三島町 1954年生まれ。奥会津地方を中心に、30年以上にわたり巨木の伐採などの山仕事に関わってきた。今年6月より林業の振興を目指すアイパワーフォレス ト㈱副社長に就任。木枠サッシなどの商品開発にも取り組む。

住宅施工職人さんの紹介

福島県には高い技術力によって伝統的な技法の施工ができる、多くの職人さんがいます。ラビーダがお願いしている職人さんを紹介しています。

今川 一芳さん 宗形 直顕さん

(左)今川 一芳さん
(右)宗形 直顕さん

百年後には土に還る畳床。
稲藁の心地よさを感じてほしい

畳を製作してくださるのは、郡山市富久山町に工房を構える今川畳店の今川さんと宗形さん。 畳床の材料になる稲わらは、すべて国産の「手刈りで収穫された稲」。 藁床の畳の手縫技術を学び、その後、同じ製作方法で畳を作ることができる100年以上も前の機械を使って「伝統にならった畳」を作りながら技術を伝承されています。
今川さんが思う「畳」とはなにか。 「畳とは、畑の肥料になるような、すぐに自然界で分解されてなくなってしまう儚いものを素材にし、長年培った日本の技術で100年持たせることができるようになった寝具のことなんです。

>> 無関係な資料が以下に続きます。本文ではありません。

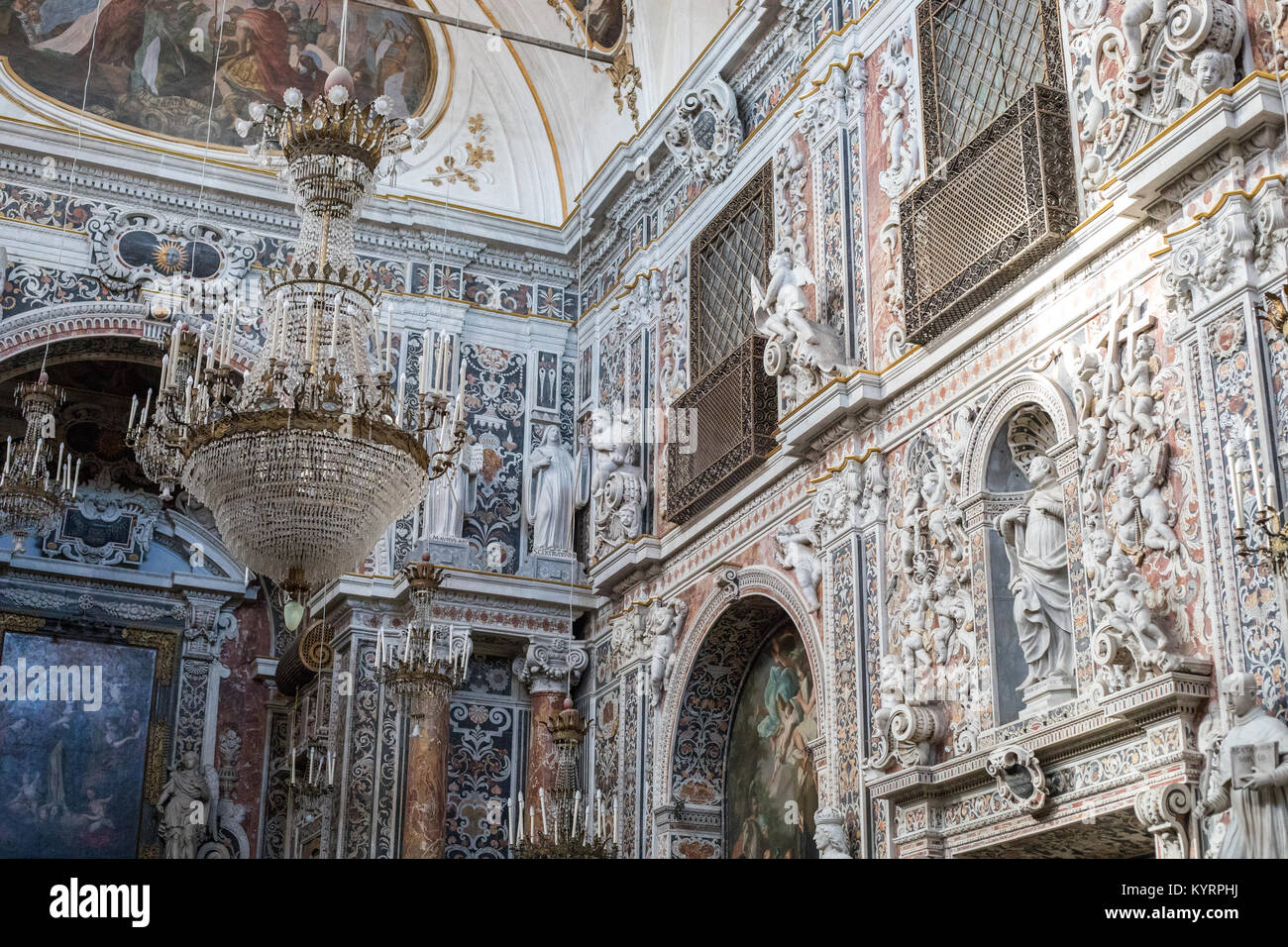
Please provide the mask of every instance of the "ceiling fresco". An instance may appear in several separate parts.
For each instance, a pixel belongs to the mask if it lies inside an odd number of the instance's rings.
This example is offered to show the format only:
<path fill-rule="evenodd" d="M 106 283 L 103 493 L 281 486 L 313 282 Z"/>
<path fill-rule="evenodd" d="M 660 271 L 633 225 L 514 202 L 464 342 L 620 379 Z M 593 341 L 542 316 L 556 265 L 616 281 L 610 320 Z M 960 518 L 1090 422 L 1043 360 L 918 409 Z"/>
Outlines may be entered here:
<path fill-rule="evenodd" d="M 240 146 L 234 125 L 251 102 L 321 91 L 339 57 L 341 0 L 10 3 L 0 0 L 0 55 L 31 90 L 202 144 Z M 397 115 L 415 115 L 437 59 L 424 21 L 350 6 L 344 64 L 359 98 L 385 94 Z"/>

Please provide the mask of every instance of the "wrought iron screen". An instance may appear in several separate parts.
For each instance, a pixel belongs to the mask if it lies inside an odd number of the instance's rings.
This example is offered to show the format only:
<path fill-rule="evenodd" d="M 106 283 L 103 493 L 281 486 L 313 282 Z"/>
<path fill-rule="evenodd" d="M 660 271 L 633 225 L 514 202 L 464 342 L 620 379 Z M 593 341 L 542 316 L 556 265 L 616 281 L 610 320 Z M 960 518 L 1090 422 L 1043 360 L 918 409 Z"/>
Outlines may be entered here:
<path fill-rule="evenodd" d="M 923 0 L 927 180 L 899 202 L 904 334 L 923 345 L 1078 222 L 1056 0 Z"/>
<path fill-rule="evenodd" d="M 693 378 L 705 375 L 755 331 L 751 277 L 765 278 L 773 227 L 773 170 L 766 164 L 689 247 Z"/>
<path fill-rule="evenodd" d="M 933 50 L 931 117 L 939 131 L 931 166 L 956 155 L 1030 86 L 1059 85 L 1047 80 L 1042 6 L 1042 0 L 922 4 L 921 48 Z"/>
<path fill-rule="evenodd" d="M 675 399 L 687 437 L 666 456 L 666 518 L 692 519 L 764 463 L 775 446 L 778 385 L 765 374 L 765 339 L 748 336 Z"/>

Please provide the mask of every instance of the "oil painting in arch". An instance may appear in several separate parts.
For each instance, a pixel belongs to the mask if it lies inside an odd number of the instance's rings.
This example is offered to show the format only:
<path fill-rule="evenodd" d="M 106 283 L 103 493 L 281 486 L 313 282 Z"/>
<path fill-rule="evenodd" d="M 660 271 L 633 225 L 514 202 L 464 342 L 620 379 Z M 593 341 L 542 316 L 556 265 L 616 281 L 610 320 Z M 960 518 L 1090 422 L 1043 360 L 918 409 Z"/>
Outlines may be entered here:
<path fill-rule="evenodd" d="M 818 858 L 814 676 L 795 629 L 751 662 L 729 734 L 725 832 L 732 858 Z"/>
<path fill-rule="evenodd" d="M 322 91 L 340 10 L 341 0 L 0 0 L 0 57 L 6 85 L 46 100 L 79 110 L 85 97 L 117 125 L 240 147 L 251 102 Z M 344 64 L 359 102 L 388 95 L 399 117 L 426 110 L 442 55 L 426 26 L 349 5 Z"/>

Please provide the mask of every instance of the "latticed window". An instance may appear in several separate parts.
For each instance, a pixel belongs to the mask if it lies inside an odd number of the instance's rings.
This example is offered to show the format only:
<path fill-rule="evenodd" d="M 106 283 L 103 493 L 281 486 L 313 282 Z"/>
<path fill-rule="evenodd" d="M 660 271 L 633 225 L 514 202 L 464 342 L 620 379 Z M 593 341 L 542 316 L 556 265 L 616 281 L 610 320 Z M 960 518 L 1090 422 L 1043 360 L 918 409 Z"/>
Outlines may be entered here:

たくさんの人が死ぬ時は畳の上で死にたいと言う。それは畳の気持ちよさがDNAに刻まれているからです。その死ぬときに、本当に気持ちいいと思えるような畳です。」
畳表は熊本産の特級のい草。一般的に出回っているい草の中でも特別に長く、太いい草だけを選別しているため、今までの畳のイメージを一新するような心地よい手触りです。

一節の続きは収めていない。